We could also reduce taxes by making it illegal for politicians to bribe the voters with personal entitlements at the expense of the government, a.k.a. taxpayers. That's the number one change I would like to see in getting a handle on taxes. Once that's done, then we can talk about funding the government. Right now it's corrupt, the government, the voters, the laws, and rules, the money, the economy, everything .. it has all become so horribly corrupt and immoral. No hope. None at all. Or maybe. Transferring myself back to the civil war thread, ha.
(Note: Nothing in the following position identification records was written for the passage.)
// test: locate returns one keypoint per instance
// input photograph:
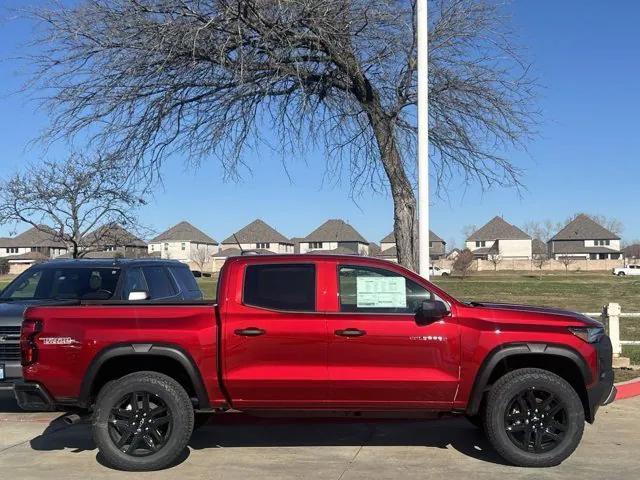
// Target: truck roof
(106, 263)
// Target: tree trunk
(405, 225)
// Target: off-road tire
(178, 405)
(500, 397)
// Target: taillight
(28, 347)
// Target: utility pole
(423, 137)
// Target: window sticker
(381, 292)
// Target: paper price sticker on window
(381, 292)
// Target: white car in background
(439, 272)
(628, 270)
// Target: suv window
(185, 278)
(281, 287)
(64, 283)
(159, 282)
(375, 290)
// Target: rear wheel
(534, 418)
(142, 422)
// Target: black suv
(83, 280)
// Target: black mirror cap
(432, 311)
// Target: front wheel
(142, 422)
(534, 418)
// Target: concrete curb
(628, 389)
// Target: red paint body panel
(299, 362)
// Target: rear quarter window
(185, 278)
(290, 287)
(159, 282)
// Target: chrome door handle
(250, 332)
(350, 332)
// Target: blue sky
(585, 159)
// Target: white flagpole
(423, 137)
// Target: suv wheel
(534, 418)
(142, 422)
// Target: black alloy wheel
(140, 424)
(536, 420)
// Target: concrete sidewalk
(37, 446)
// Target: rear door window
(375, 290)
(290, 287)
(159, 282)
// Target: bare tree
(200, 256)
(567, 261)
(208, 78)
(540, 260)
(463, 262)
(83, 202)
(496, 260)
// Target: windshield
(69, 283)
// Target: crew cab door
(380, 357)
(275, 339)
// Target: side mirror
(431, 311)
(137, 295)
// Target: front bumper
(33, 396)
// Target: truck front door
(380, 357)
(275, 340)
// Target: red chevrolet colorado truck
(307, 333)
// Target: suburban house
(112, 240)
(437, 247)
(33, 240)
(335, 236)
(186, 243)
(30, 247)
(585, 238)
(258, 236)
(498, 238)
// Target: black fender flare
(503, 352)
(171, 351)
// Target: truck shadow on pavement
(240, 431)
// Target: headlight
(588, 334)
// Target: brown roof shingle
(184, 232)
(584, 227)
(257, 232)
(498, 229)
(335, 230)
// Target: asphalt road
(37, 446)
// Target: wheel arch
(116, 361)
(559, 359)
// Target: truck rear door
(379, 356)
(275, 337)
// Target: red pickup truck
(316, 334)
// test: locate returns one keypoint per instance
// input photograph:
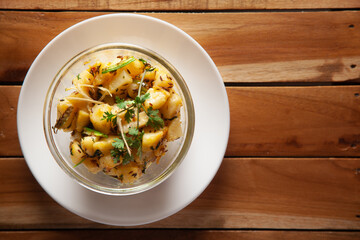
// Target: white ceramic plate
(211, 112)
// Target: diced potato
(133, 90)
(120, 83)
(87, 144)
(143, 118)
(84, 78)
(77, 154)
(102, 79)
(96, 118)
(106, 162)
(163, 80)
(78, 103)
(158, 98)
(128, 173)
(151, 140)
(66, 113)
(134, 68)
(82, 120)
(109, 100)
(150, 76)
(92, 165)
(104, 145)
(172, 106)
(174, 130)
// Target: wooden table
(292, 74)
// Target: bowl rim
(181, 152)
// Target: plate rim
(199, 47)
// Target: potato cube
(66, 113)
(172, 106)
(134, 68)
(143, 119)
(158, 98)
(106, 162)
(120, 83)
(87, 144)
(163, 80)
(96, 118)
(104, 145)
(151, 140)
(77, 154)
(82, 120)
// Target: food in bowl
(121, 116)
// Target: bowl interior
(59, 143)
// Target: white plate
(211, 128)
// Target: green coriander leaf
(133, 131)
(142, 98)
(118, 143)
(127, 159)
(124, 104)
(92, 132)
(155, 121)
(108, 116)
(143, 61)
(129, 115)
(118, 65)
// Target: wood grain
(151, 234)
(246, 193)
(265, 121)
(158, 5)
(247, 47)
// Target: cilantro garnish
(155, 121)
(108, 116)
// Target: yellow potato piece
(104, 145)
(87, 144)
(163, 80)
(82, 120)
(76, 153)
(172, 106)
(151, 139)
(158, 98)
(120, 83)
(96, 118)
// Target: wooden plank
(157, 234)
(9, 142)
(247, 47)
(289, 193)
(265, 121)
(158, 5)
(294, 121)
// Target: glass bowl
(59, 142)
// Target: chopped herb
(118, 65)
(133, 131)
(143, 61)
(92, 132)
(82, 160)
(118, 143)
(108, 116)
(154, 120)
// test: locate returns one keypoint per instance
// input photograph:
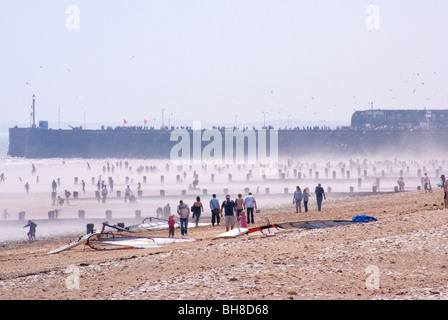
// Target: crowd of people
(238, 212)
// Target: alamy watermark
(227, 146)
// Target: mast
(34, 112)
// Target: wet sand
(401, 256)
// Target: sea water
(270, 194)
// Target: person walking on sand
(214, 206)
(127, 194)
(297, 199)
(239, 203)
(320, 195)
(171, 223)
(427, 183)
(197, 210)
(184, 212)
(444, 186)
(249, 205)
(242, 219)
(229, 208)
(306, 198)
(104, 193)
(32, 232)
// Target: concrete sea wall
(156, 144)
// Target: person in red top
(171, 223)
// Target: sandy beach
(402, 256)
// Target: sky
(227, 62)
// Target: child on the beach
(171, 223)
(242, 219)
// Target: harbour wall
(159, 144)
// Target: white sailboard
(142, 243)
(73, 244)
(232, 233)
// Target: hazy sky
(219, 60)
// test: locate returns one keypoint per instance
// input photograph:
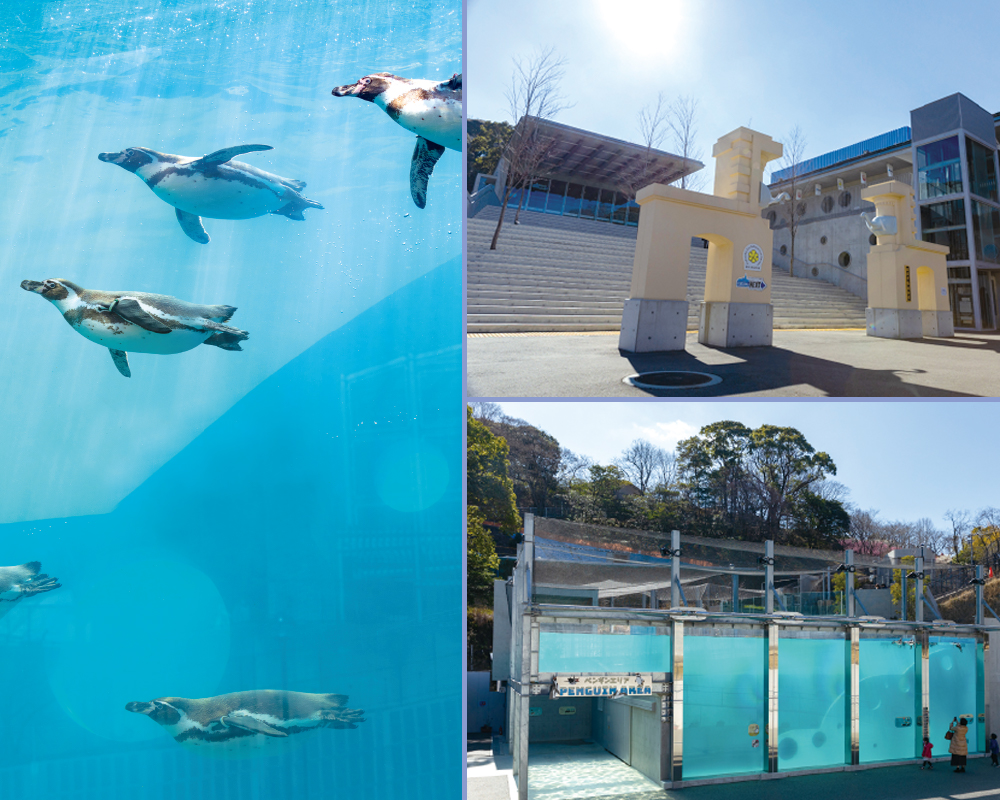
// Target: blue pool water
(286, 517)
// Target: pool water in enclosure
(279, 509)
(725, 691)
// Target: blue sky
(907, 459)
(843, 71)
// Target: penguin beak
(348, 90)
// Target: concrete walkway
(802, 363)
(590, 772)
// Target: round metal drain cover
(672, 380)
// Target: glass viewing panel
(722, 707)
(538, 194)
(889, 703)
(960, 296)
(588, 208)
(986, 231)
(556, 192)
(982, 169)
(811, 712)
(574, 196)
(944, 223)
(953, 691)
(604, 652)
(939, 168)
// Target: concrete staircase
(554, 273)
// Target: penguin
(24, 580)
(246, 720)
(213, 186)
(138, 322)
(430, 109)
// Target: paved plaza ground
(576, 772)
(801, 363)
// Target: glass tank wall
(953, 691)
(889, 698)
(279, 509)
(724, 704)
(812, 681)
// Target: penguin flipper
(226, 340)
(227, 154)
(120, 357)
(191, 225)
(129, 308)
(425, 156)
(251, 724)
(454, 82)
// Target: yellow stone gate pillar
(907, 278)
(736, 311)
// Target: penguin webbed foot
(120, 357)
(425, 156)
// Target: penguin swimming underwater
(430, 109)
(24, 580)
(213, 186)
(139, 322)
(246, 720)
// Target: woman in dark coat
(958, 746)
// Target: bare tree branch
(682, 118)
(794, 154)
(533, 96)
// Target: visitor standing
(959, 747)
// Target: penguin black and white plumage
(430, 109)
(246, 720)
(138, 322)
(24, 580)
(213, 186)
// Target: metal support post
(772, 695)
(528, 633)
(676, 771)
(852, 743)
(918, 569)
(981, 745)
(922, 650)
(769, 576)
(675, 569)
(849, 582)
(979, 595)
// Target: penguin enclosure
(230, 497)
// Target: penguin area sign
(603, 685)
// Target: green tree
(490, 497)
(481, 558)
(485, 143)
(758, 484)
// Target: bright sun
(649, 30)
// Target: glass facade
(644, 649)
(939, 168)
(944, 223)
(577, 200)
(986, 231)
(982, 169)
(724, 706)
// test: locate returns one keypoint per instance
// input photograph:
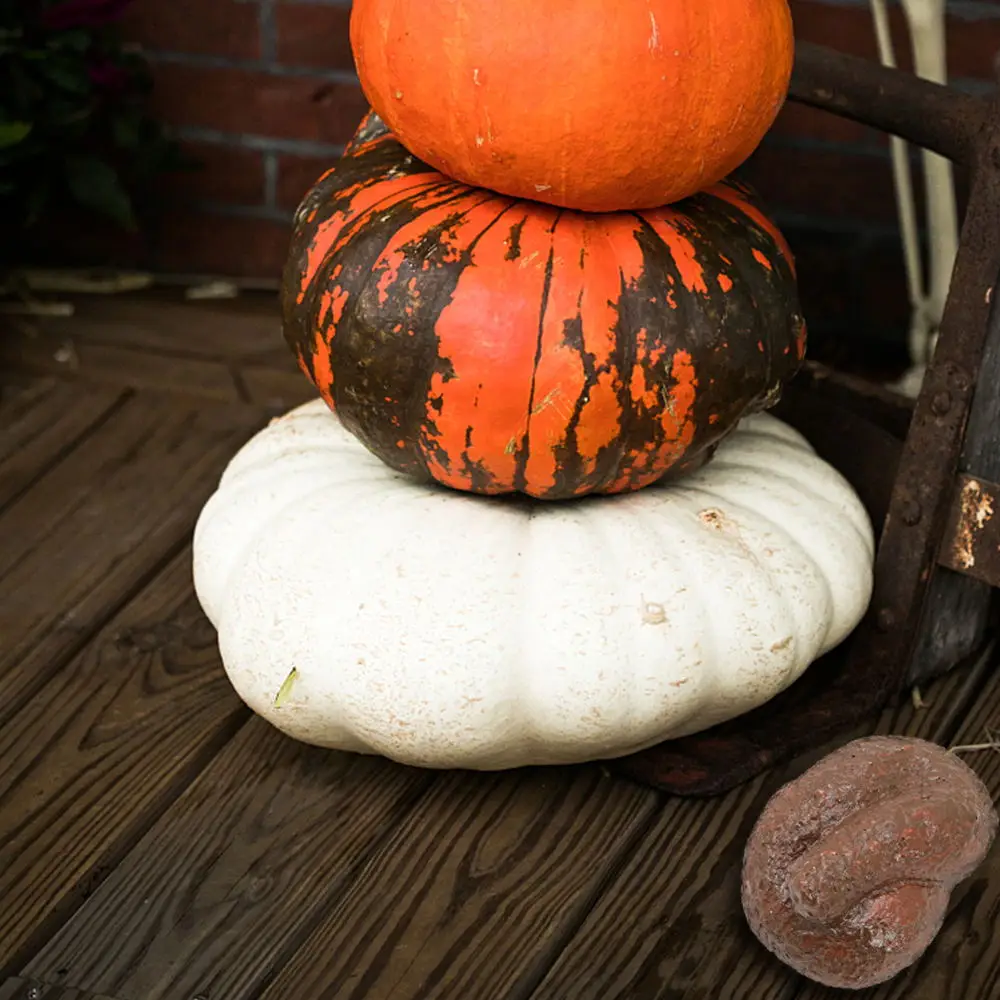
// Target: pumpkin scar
(285, 691)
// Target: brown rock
(848, 871)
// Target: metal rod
(927, 114)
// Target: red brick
(296, 175)
(225, 174)
(971, 43)
(824, 182)
(202, 27)
(312, 34)
(256, 102)
(202, 243)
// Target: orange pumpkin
(600, 105)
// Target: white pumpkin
(357, 609)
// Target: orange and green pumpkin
(597, 105)
(500, 346)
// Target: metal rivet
(941, 402)
(910, 512)
(885, 620)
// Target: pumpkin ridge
(419, 423)
(634, 346)
(524, 450)
(414, 423)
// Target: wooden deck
(157, 842)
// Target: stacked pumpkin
(529, 275)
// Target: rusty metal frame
(967, 130)
(937, 552)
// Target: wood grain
(254, 853)
(70, 357)
(964, 960)
(162, 322)
(40, 423)
(671, 926)
(471, 895)
(92, 529)
(25, 989)
(276, 389)
(94, 757)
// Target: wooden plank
(277, 390)
(470, 896)
(71, 357)
(243, 864)
(964, 960)
(236, 330)
(25, 989)
(672, 925)
(90, 762)
(40, 423)
(91, 530)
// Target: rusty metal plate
(971, 543)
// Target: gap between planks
(41, 422)
(88, 764)
(671, 925)
(225, 354)
(90, 530)
(964, 960)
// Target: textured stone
(848, 871)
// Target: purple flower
(82, 13)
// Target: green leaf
(11, 133)
(97, 186)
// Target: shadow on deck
(157, 842)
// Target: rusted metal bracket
(929, 481)
(971, 544)
(922, 112)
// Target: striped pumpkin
(502, 346)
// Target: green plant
(75, 129)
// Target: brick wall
(264, 93)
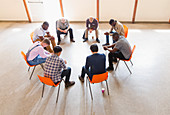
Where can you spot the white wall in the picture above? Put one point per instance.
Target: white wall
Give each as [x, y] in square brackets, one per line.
[12, 10]
[79, 10]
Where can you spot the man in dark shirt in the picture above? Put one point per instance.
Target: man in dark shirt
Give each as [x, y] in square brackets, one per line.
[91, 24]
[95, 64]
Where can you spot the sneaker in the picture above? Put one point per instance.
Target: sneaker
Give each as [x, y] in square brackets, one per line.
[81, 79]
[58, 43]
[109, 68]
[68, 84]
[97, 40]
[105, 44]
[85, 39]
[72, 40]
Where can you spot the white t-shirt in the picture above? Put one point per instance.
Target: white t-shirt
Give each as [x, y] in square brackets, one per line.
[39, 32]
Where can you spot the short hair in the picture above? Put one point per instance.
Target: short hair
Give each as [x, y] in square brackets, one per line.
[115, 34]
[57, 49]
[111, 21]
[47, 41]
[94, 48]
[46, 23]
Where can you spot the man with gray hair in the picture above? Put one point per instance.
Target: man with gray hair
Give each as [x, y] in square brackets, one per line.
[91, 24]
[63, 27]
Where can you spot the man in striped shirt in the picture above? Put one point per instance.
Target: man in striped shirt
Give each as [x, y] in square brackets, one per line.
[55, 68]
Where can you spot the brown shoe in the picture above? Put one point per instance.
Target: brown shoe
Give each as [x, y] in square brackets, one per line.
[81, 79]
[68, 84]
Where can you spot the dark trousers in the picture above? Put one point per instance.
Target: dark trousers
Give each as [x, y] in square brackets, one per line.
[114, 56]
[85, 71]
[70, 32]
[107, 38]
[67, 73]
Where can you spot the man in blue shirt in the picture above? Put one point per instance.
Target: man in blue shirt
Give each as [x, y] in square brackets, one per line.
[95, 64]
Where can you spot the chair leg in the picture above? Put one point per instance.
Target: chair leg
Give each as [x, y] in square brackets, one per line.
[43, 89]
[28, 68]
[32, 72]
[42, 66]
[131, 62]
[107, 87]
[90, 91]
[58, 93]
[117, 65]
[127, 67]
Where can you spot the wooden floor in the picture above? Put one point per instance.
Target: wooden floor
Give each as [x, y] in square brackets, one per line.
[145, 92]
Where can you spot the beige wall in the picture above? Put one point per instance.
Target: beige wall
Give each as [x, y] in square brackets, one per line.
[79, 10]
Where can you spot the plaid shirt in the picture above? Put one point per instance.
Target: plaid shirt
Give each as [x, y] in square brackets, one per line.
[53, 67]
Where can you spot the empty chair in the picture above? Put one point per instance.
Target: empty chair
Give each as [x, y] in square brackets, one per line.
[127, 60]
[98, 79]
[125, 30]
[48, 81]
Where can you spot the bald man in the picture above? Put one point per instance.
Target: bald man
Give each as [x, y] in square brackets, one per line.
[63, 27]
[91, 24]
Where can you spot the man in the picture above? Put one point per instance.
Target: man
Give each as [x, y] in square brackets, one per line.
[91, 24]
[63, 27]
[55, 68]
[121, 49]
[36, 53]
[117, 26]
[42, 32]
[95, 64]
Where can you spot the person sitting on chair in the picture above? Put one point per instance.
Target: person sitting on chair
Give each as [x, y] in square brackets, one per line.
[117, 26]
[121, 49]
[62, 26]
[36, 53]
[91, 24]
[42, 32]
[95, 64]
[55, 68]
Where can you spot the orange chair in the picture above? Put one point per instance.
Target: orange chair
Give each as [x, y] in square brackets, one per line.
[127, 60]
[98, 79]
[49, 82]
[24, 56]
[31, 35]
[125, 30]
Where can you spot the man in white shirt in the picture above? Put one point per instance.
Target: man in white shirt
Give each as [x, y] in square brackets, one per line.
[36, 53]
[42, 32]
[117, 26]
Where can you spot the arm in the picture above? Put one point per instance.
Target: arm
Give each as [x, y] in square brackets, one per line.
[96, 24]
[87, 63]
[87, 23]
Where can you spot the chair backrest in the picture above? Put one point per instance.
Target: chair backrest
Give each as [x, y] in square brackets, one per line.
[99, 78]
[31, 35]
[46, 81]
[132, 52]
[125, 30]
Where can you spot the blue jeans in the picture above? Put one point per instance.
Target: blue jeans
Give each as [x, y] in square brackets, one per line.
[37, 60]
[107, 38]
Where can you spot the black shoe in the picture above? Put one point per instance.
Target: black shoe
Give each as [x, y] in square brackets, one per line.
[97, 40]
[68, 84]
[105, 44]
[58, 43]
[109, 68]
[72, 40]
[85, 39]
[81, 79]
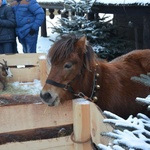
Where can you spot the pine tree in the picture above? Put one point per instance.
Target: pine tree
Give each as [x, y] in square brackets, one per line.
[100, 32]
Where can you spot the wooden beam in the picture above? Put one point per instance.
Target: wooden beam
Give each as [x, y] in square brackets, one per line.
[81, 124]
[97, 125]
[21, 59]
[32, 116]
[62, 143]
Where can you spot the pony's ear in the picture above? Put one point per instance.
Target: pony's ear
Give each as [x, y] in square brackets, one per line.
[81, 43]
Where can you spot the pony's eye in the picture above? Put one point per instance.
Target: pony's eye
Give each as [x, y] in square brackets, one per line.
[68, 65]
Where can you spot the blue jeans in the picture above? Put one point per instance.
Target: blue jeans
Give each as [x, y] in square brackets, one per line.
[29, 43]
[6, 48]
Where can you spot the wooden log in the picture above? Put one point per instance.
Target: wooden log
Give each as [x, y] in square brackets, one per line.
[25, 74]
[21, 59]
[97, 125]
[43, 70]
[26, 67]
[32, 116]
[81, 122]
[62, 143]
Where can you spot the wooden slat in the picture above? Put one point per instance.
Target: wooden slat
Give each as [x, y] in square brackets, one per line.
[97, 125]
[62, 143]
[30, 116]
[81, 123]
[21, 59]
[25, 74]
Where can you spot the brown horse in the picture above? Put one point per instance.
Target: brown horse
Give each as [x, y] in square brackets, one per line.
[77, 72]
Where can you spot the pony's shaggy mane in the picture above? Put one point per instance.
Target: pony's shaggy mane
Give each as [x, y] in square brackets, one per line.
[64, 46]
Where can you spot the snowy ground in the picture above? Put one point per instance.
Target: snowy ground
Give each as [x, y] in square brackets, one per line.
[127, 138]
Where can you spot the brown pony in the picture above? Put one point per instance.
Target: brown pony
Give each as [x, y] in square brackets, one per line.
[77, 72]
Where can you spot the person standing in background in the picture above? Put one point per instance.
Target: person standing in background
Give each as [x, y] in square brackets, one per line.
[29, 17]
[7, 29]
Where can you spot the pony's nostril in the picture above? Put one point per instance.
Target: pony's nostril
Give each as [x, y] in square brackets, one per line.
[46, 96]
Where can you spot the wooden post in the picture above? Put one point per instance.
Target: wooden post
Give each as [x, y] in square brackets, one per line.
[97, 126]
[146, 32]
[43, 69]
[81, 122]
[43, 26]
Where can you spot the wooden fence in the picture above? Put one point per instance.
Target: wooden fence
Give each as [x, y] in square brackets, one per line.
[24, 119]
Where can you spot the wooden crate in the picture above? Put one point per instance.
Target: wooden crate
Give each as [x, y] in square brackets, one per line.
[30, 115]
[26, 67]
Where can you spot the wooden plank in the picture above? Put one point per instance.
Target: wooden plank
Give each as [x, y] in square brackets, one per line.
[21, 59]
[81, 124]
[30, 116]
[97, 125]
[43, 70]
[27, 74]
[62, 143]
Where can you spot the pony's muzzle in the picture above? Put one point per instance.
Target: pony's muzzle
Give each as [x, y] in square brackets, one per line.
[47, 98]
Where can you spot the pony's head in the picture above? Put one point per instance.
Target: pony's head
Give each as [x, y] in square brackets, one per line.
[70, 58]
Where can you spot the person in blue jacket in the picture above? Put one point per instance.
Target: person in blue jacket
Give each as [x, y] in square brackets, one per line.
[29, 17]
[7, 29]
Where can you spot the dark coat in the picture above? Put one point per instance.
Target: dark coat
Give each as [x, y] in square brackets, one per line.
[29, 15]
[7, 24]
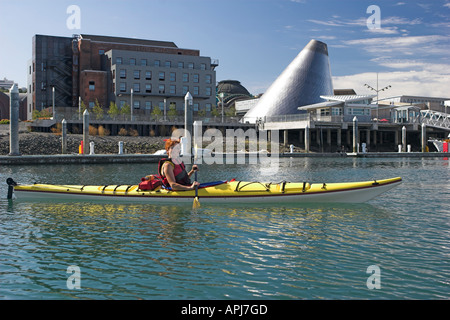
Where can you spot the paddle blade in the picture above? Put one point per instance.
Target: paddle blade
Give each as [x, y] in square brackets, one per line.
[196, 203]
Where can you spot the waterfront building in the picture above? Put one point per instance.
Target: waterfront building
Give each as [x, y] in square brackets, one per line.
[106, 69]
[6, 84]
[230, 93]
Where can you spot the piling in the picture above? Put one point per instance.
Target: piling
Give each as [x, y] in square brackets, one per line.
[355, 135]
[85, 131]
[307, 139]
[64, 136]
[403, 139]
[424, 137]
[14, 121]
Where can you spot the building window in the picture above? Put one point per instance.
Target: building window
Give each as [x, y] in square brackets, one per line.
[336, 111]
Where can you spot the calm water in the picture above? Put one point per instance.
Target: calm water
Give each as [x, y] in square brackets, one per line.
[126, 251]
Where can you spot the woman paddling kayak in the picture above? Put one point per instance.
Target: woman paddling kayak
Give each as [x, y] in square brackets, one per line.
[173, 171]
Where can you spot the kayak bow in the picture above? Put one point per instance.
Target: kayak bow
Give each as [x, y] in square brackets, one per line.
[232, 192]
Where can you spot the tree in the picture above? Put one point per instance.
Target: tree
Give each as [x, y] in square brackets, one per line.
[172, 113]
[231, 112]
[126, 109]
[83, 108]
[157, 112]
[113, 110]
[215, 112]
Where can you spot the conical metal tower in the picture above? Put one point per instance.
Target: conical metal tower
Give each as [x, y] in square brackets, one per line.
[302, 83]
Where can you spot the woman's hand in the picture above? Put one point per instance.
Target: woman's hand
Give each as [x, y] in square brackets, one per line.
[193, 170]
[194, 185]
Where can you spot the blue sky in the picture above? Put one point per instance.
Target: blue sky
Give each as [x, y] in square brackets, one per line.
[255, 40]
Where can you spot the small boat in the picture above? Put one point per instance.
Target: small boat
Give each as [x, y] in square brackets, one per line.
[223, 192]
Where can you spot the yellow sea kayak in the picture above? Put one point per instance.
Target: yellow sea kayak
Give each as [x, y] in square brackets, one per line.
[218, 192]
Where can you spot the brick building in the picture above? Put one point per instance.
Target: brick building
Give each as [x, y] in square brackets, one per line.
[105, 69]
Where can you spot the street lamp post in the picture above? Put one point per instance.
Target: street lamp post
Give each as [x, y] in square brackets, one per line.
[132, 104]
[377, 91]
[53, 103]
[222, 95]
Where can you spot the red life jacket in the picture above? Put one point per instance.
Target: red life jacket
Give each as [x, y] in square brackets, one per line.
[179, 171]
I would love that, but to do that you basically have to put back in the property ownership clause, which I'd love to see, but you'll get the liberal shit storm on that. BUT maybe all those super rich liberals would buy houses for the poor liberals (nah they dont ever use their own money), but if we could get it done, it would really help out many needy families.
 
Obama will let the Bush tax cuts expire in December.

Problem solved.
 
Obama will let the Bush tax cuts expire in December.

Problem solved.

You could tax the top 1% at 100% and it won't solve the problem. Our government is too big and spends too much. It's out of control.